The border between the United States of America and Mexico is a landscape both natural and artificial. To document this landscape has been to also record the border of earth and sky, a junction both physical and symbolic, both prosaic and metaphysical. In some forgotten places, the border is a line sketched by barbed wire fence, in other places it is an institutionalized prison wall, brightly lit throughout the night and carefully monitored by the Border Patrol using the latest surveillance technology. Tracing this national demarcation from the Pacific Ocean to the Gulf of Mexico has been to plot the difficulties of imposing and enforcing this political agenda on an unrelenting and uncooperative natural environment.
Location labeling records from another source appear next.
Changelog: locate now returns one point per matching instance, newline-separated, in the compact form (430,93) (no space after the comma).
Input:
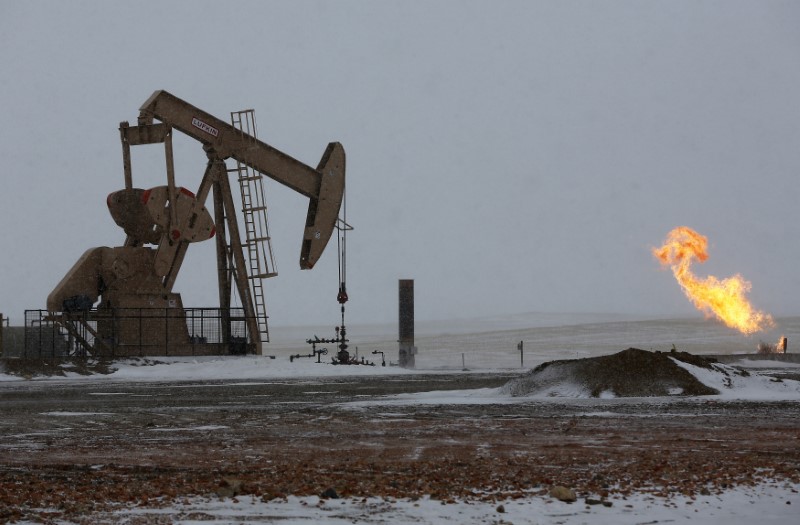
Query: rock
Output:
(563,494)
(329,493)
(230,487)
I grew up along the southern and western edge of the United States in Chula Vista, California, 5 miles north of Tijuana. For me the border has always been not a line but a zone, not a point of transition but the place where I live.
This project was started in 2006 and grew out of earlier work on the peace walls in Northern Ireland and the security barrier in Israel/ Palestine. The images were made using a Mamiya 6 x 7 cm camera, on color negative film, which was then scanned and digitally output to Fuji Crystal Archive color photographic paper.